Today I'd like to present the draft of the OHM format, a new media type for Hypermedia/REST level 3 applications that relies on OpenAPI to describe the Hypermedia controls.
Description of the OHM format
TL;DR : the format is called OHM for Openapi-HyperMedia. Its mediatype is application/ohm+json
and the definition is :
{
"content": <JSON representation of the resource>,
"controls": <An OpenAPI Specification (OAS) in JSON format containing the possible operations from this state>
}
... and that's it. Have you already seen a format definition as small as this one ?
For instance a OHM message for a Person
resource which has a collection of Address
could look like this:
{
"content": {
"firstName": "Jane",
"lastName": "Doe"
},
"controls": {
"openapi": "3.0.1",
"info": {
"title": "rest",
"version": "0.0.1"
},
"paths": {
"/api/addresses/1": {
"get": {
"summary": "John Doe's address"
}
}
}
}
}
The content field contains the information describing a Person called Jane Doe in the usual application/json
media type. And the controls
field is an OAS with a link to Jane Doe's address. An OHM client can then be used to navigate from the Person to its address without prior knowledge of the path, method, arguments, etc... that must be used.

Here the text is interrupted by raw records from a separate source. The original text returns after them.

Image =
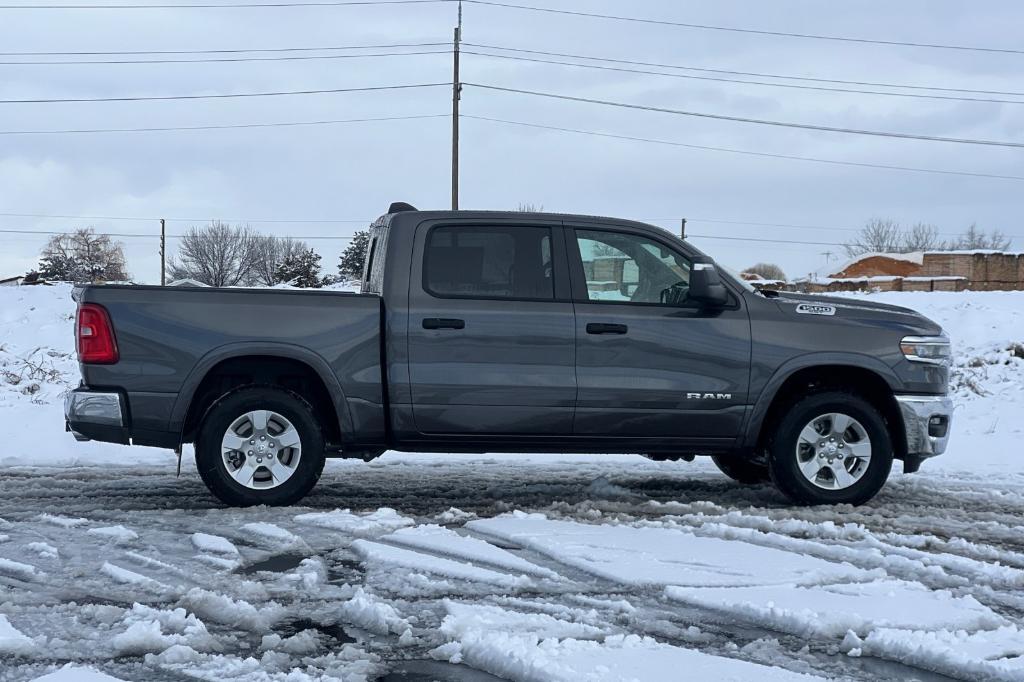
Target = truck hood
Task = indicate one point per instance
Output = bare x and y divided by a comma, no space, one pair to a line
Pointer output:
839,309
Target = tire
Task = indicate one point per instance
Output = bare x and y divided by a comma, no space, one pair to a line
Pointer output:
742,470
287,469
813,435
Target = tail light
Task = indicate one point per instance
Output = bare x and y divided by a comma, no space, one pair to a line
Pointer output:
94,335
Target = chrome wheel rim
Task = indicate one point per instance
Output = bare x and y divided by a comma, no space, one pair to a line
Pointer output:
261,450
834,451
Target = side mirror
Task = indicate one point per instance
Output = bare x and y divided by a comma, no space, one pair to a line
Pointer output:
706,286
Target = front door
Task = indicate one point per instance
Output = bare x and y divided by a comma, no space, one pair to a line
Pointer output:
646,367
491,331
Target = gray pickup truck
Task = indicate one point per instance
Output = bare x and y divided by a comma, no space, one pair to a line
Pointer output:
515,332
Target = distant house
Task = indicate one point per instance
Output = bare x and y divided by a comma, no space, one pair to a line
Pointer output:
877,264
24,281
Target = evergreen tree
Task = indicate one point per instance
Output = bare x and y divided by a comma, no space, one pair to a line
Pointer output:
350,265
300,269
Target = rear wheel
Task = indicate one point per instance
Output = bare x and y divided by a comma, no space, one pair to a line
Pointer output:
741,469
830,448
260,445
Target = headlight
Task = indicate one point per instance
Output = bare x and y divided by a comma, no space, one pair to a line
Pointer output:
931,349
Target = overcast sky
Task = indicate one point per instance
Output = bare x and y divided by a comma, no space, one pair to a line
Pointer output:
350,172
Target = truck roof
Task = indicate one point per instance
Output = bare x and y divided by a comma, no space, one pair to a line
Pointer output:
419,215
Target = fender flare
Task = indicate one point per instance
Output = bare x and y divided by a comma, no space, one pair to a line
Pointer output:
245,348
760,408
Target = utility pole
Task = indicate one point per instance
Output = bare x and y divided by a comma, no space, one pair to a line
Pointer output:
456,95
163,252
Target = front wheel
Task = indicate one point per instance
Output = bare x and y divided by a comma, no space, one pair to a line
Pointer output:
830,448
260,445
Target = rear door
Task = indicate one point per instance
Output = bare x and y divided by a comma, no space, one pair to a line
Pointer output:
492,330
646,368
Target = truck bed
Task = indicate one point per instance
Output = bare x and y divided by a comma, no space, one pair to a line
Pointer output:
170,337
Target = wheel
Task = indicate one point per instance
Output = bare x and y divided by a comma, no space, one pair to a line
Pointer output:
830,448
260,445
741,469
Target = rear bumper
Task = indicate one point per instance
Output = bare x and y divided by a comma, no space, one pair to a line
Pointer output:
96,415
927,420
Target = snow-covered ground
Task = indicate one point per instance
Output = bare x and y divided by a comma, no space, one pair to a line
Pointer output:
518,567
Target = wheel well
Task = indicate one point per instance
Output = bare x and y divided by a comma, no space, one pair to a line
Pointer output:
863,382
233,373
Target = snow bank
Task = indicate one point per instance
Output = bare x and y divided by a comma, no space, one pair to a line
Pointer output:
443,541
501,643
996,654
12,641
207,543
373,614
832,610
71,673
662,556
343,520
386,556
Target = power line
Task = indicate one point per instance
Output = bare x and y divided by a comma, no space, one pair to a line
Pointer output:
744,152
303,57
220,96
738,119
744,73
226,51
761,240
206,219
155,235
761,32
230,5
227,126
717,79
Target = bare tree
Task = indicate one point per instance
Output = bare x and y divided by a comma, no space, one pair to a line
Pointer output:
922,237
879,236
975,239
270,253
219,255
83,256
767,271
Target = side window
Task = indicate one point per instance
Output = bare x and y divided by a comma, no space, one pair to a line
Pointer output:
633,268
488,262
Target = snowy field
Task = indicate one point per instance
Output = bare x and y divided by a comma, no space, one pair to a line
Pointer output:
508,567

It's also possible to use OHM to describe write operations:
GET /api/orders/106
{
"content": {
"id": 106,
"product": "Licensed Concrete Keyboard",
"cost": 571.0,
"customer": {
"id": 1,
"name": "Ricky Swift"
}
},
"controls": {
"openapi": "3.0.1",
"paths": {
"/api/orders/106": {
"put": {
"summary": "Update order 106",
"requestBody": {
"content": {
"application/json": {
"schema": {
"$ref": "#/components/schemas/Order"
}
}
}
}
},
"delete": {
"summary": "Delete order 106"
}
},
"/api/customers/1": {
"get": {
"summary": "Get this order's customer (id=1)"
}
}
},
"components": {
"schemas": {
"Order": {
"type": "object",
"properties": {
"cost": {
"type": "number",
"example": 571.0
},
"customer": {
"type": "object",
"properties": {
"id": {
"type": "integer",
"example": 1
}
}
}
}
}
}
}
}
}
This is a classical CRUD resource where a PUT operation can be used to update the resource or a DELETE one to remove it. We can note that OpenAPI helps to fully describe the expected request body of the PUT operation and its media type.
The rest of this post will explain how to use this format to build better APIs truly embracing REST concepts with HATEOAS.

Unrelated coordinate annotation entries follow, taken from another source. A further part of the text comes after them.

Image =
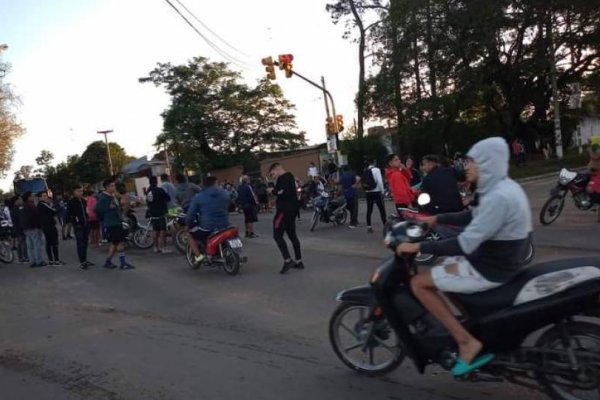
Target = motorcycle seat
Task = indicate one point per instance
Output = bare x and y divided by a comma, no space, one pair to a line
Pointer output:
485,303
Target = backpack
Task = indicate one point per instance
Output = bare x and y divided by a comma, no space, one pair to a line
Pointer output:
368,180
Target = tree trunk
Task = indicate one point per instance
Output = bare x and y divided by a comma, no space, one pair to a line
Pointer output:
361,96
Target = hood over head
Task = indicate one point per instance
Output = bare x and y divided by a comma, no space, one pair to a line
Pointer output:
492,158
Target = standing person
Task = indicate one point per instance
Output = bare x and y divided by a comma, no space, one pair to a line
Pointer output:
109,211
248,203
32,228
285,216
16,217
77,214
350,182
157,200
93,221
398,180
48,215
169,188
442,186
185,191
372,182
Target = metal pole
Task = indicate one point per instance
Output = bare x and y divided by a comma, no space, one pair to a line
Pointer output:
105,133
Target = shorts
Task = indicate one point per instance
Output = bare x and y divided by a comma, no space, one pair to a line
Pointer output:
116,234
250,215
467,280
159,224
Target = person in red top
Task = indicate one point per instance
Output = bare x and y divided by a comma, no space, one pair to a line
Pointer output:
398,177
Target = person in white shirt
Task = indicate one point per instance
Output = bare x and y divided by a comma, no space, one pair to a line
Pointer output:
375,195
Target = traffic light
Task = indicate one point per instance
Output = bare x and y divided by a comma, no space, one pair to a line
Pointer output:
285,63
268,63
339,119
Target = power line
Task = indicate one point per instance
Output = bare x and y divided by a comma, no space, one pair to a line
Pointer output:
210,30
216,48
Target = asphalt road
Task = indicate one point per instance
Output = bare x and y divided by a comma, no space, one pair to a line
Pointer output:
163,331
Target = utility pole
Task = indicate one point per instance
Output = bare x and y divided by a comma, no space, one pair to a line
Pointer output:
551,48
105,133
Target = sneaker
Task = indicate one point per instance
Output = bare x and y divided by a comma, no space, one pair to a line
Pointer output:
109,265
298,265
286,266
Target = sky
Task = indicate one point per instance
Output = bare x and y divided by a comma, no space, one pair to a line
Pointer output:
75,65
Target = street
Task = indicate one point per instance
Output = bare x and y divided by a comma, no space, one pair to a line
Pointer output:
164,331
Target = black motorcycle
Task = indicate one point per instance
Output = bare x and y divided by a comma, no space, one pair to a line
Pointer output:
568,181
543,326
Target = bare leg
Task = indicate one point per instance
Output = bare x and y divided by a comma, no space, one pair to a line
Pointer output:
424,289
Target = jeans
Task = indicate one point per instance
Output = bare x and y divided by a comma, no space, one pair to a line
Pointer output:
34,245
82,234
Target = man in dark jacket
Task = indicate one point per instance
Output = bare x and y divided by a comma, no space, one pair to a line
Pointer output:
285,217
77,215
157,200
442,186
32,228
248,202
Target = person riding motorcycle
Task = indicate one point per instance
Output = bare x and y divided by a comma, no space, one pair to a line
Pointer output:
488,253
207,214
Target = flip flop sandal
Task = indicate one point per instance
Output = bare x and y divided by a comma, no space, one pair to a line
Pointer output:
462,368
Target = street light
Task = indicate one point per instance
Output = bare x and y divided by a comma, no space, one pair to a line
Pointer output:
105,133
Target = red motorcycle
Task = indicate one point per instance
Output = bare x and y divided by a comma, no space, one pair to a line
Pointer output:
224,249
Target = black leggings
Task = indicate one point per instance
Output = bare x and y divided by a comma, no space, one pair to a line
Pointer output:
285,222
51,234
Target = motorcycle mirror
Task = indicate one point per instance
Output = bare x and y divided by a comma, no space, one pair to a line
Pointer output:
424,199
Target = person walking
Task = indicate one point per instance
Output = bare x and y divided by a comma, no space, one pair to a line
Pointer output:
285,216
248,203
350,182
77,214
32,228
109,211
372,182
48,215
157,200
16,211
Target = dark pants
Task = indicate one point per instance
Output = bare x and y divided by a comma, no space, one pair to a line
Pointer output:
375,198
352,205
51,235
82,234
285,222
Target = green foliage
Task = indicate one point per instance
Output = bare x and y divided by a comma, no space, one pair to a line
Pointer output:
213,119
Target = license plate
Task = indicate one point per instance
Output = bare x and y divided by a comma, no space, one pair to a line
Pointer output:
235,243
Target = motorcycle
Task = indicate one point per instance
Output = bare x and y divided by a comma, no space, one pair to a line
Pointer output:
329,210
531,323
568,181
224,249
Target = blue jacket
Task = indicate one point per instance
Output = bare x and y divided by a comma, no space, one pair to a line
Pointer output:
211,208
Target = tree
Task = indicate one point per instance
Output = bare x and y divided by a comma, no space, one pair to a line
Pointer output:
213,119
93,165
10,128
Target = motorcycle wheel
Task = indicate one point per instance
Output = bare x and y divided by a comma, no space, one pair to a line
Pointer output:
315,220
369,348
231,261
180,240
189,256
552,209
7,256
427,259
584,338
142,238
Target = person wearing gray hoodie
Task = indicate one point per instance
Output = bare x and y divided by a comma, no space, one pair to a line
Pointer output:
488,253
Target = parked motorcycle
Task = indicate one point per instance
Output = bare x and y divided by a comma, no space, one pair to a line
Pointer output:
224,249
529,324
329,210
568,181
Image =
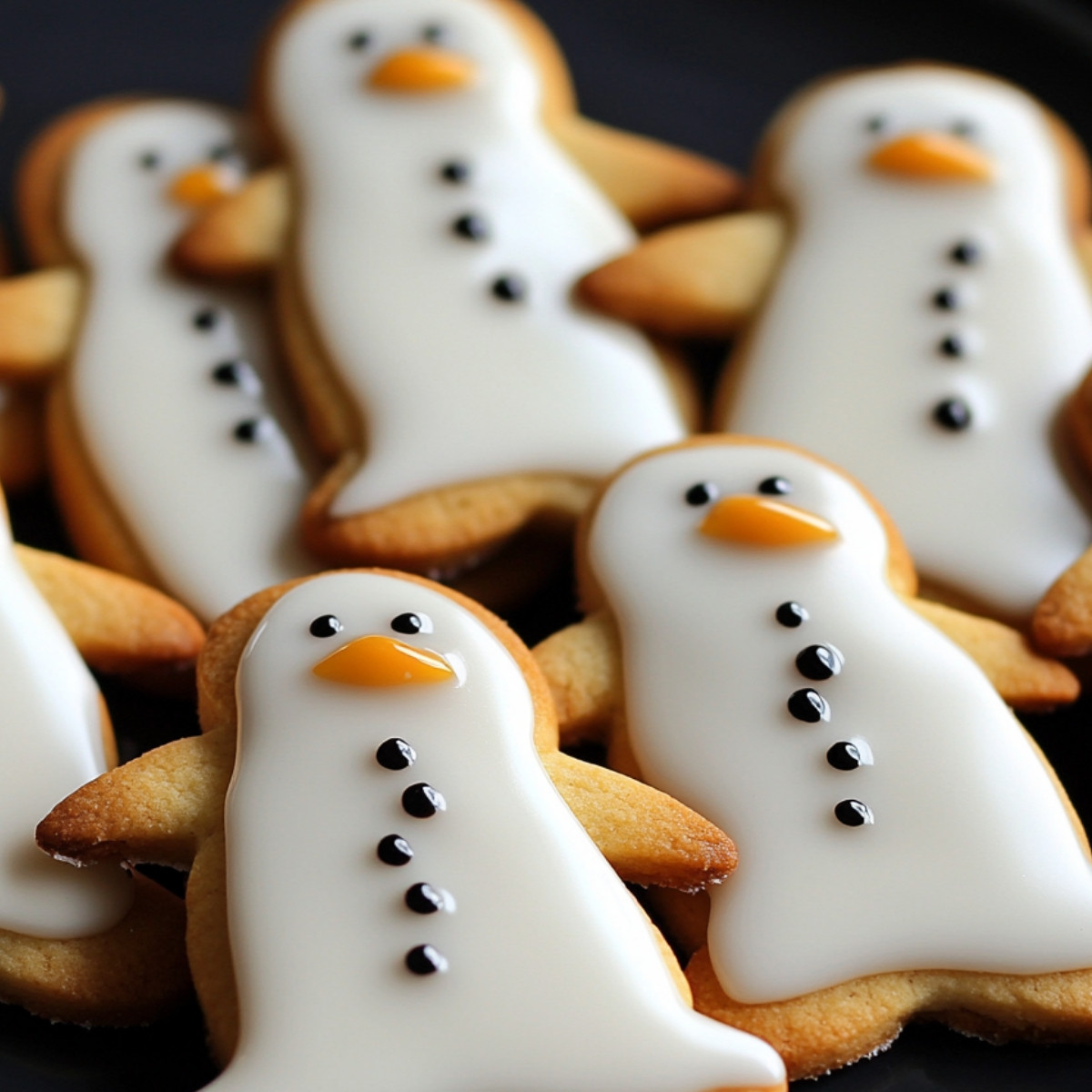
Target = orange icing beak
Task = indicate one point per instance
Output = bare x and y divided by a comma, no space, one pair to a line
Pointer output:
933,157
423,70
203,186
757,521
382,661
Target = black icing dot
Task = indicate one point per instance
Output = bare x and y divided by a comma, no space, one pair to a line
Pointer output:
791,615
808,705
410,623
394,850
425,959
250,430
966,252
844,756
945,299
819,662
511,288
953,347
326,626
775,486
472,227
853,813
702,494
954,414
425,899
456,170
396,753
423,801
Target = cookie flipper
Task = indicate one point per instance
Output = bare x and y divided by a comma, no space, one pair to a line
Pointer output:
118,623
245,234
157,808
1026,680
651,183
647,835
38,317
698,279
582,664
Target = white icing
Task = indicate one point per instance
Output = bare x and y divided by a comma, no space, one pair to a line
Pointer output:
454,386
972,862
216,518
844,358
50,745
555,981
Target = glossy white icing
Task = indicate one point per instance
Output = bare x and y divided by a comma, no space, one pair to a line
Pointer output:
844,359
453,385
554,980
214,517
50,745
972,862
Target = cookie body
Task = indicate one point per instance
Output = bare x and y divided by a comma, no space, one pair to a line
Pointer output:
168,399
928,319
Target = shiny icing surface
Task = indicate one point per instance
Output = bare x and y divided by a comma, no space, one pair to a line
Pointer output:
964,856
460,348
924,333
50,745
470,964
197,467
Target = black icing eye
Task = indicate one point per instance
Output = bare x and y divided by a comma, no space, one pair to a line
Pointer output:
775,487
326,626
412,623
702,494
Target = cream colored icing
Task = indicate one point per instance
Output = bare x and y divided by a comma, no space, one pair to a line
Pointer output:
453,385
844,359
971,862
50,745
554,978
214,517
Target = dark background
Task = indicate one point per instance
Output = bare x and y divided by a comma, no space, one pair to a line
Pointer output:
703,74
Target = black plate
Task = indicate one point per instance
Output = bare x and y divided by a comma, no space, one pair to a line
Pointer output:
703,74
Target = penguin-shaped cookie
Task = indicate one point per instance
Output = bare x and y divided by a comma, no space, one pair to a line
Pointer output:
915,310
167,438
904,846
399,868
440,199
76,945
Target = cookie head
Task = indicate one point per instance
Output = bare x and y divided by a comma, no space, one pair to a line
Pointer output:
916,131
136,178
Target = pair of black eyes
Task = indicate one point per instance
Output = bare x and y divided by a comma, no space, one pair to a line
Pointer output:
705,491
880,124
329,625
434,34
218,153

OHM is a media type for REST
First, what is a true REST application (also called REST level 3)? If you already know, you can skip this whole chapter. But I talk with a lot of people who say they do REST APIs but don't realize that what they do is actually good old RPC (Remote Procedure Call) over HTTP.

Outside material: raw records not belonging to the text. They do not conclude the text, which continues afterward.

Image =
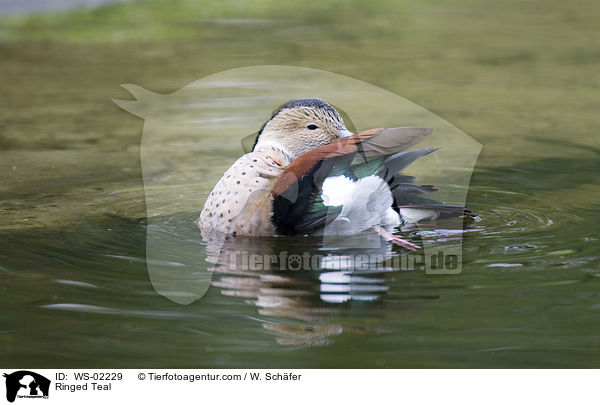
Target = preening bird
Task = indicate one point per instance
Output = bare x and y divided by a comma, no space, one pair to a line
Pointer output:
309,175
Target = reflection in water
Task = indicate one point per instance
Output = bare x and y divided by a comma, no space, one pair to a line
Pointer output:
297,284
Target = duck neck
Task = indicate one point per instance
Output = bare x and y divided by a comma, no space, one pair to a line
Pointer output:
273,147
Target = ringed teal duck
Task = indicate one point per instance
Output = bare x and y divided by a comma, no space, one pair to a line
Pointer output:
309,175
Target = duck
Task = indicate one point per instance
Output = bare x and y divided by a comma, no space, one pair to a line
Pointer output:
308,175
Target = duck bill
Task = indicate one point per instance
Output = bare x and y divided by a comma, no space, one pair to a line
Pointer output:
344,133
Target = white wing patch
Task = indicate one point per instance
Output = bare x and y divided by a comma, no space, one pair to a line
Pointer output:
365,203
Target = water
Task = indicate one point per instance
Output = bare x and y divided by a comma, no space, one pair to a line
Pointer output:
75,290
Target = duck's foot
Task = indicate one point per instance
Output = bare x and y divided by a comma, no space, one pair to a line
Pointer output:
395,239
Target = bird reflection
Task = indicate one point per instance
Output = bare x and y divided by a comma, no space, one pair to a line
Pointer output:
298,284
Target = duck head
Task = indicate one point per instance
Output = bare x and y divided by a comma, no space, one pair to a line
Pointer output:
300,126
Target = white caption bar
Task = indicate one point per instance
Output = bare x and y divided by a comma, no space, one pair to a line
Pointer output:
162,386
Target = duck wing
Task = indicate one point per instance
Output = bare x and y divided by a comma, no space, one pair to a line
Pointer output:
298,207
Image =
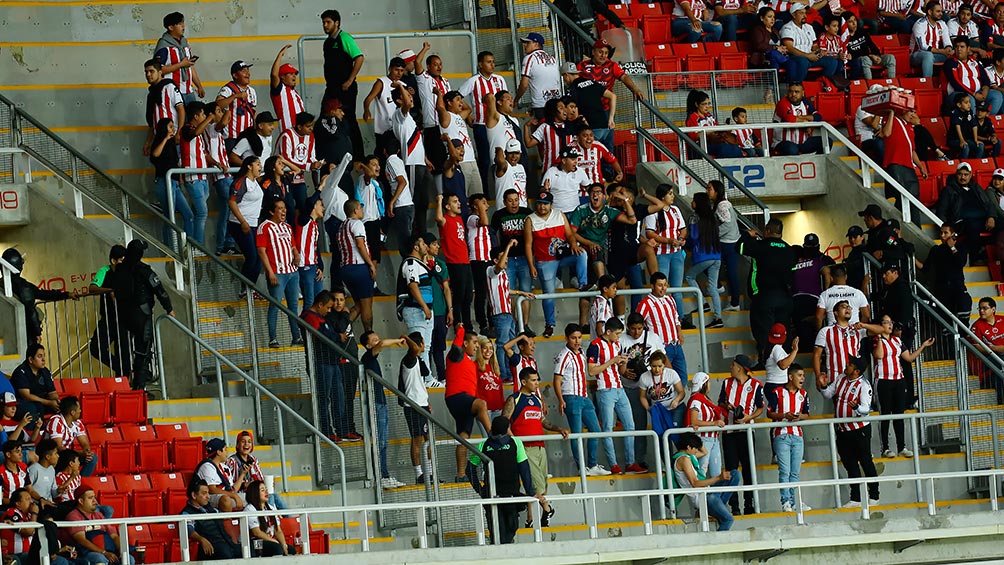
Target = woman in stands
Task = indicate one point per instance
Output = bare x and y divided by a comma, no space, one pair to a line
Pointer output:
265,528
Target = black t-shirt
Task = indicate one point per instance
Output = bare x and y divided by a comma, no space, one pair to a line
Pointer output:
588,96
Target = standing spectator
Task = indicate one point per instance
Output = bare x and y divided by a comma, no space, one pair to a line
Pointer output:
175,54
693,18
286,101
280,259
789,402
705,245
539,74
605,361
241,98
742,399
930,42
342,62
770,281
795,108
549,245
479,86
851,396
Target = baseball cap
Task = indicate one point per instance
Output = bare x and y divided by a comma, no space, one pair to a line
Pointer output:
778,333
264,117
700,377
239,65
871,210
535,37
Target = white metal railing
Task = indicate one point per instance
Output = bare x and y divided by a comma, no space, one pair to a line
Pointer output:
748,429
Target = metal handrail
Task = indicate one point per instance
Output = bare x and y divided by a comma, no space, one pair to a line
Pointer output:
829,422
517,308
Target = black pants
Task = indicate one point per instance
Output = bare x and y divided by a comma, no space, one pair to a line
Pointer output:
462,286
854,449
767,308
735,448
479,272
893,398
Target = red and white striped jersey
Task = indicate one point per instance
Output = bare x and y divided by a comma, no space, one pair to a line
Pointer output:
748,395
298,150
840,343
479,239
844,391
351,230
783,400
277,241
590,161
193,152
477,87
242,111
661,317
668,224
65,434
550,138
600,310
600,351
890,366
498,292
287,103
306,243
571,366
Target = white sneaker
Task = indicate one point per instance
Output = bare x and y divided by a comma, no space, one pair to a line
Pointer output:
596,471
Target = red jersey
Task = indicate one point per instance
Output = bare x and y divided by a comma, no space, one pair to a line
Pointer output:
453,238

Quoting Roy Fielding, the inventor of REST:
"What needs to be done to make the REST architectural style clear on the notion that hypertext is a constraint? In other words, if the engine of application state (and hence the API) is not being driven by hypertext, then it cannot be RESTful and cannot be a REST API."
A key constraint of REST is thus to use Hypermedia As The Engine Of Application State (HATEOAS). It was at the core of the REST dissertation and even in the name "REpresentational State Transfer" and that's what makes this architectural style so unique. HATEOAS means that messages received from the server contain all the necessary information to drive the application. That's exactly how navigation works with HTML documents : you go from one state to the other using links and forms. So REST is used everyday when you go on the Web and navigate HTML documents with your browser. But never when you call a Web service through an HTTP+JSON API...
OHM provides HATEOAS support through the controls
field. If we compare with HTML, it's the equivalent of anchor links (GET) and forms (POST). But as it relies on OpenAPI, it can use all the HTTP methods. The content
field is the equivalent of all the divs and CSS that contain the representation of a resource. In a sense, OHM is a format oriented towards machine (easy to parse) whereas HTML is oriented towards humans (with graphical information).
When to use a REST approach with the OHM format ?
At the time of Roy Fielding's dissertation, the state of Web applications was fully residing in the server.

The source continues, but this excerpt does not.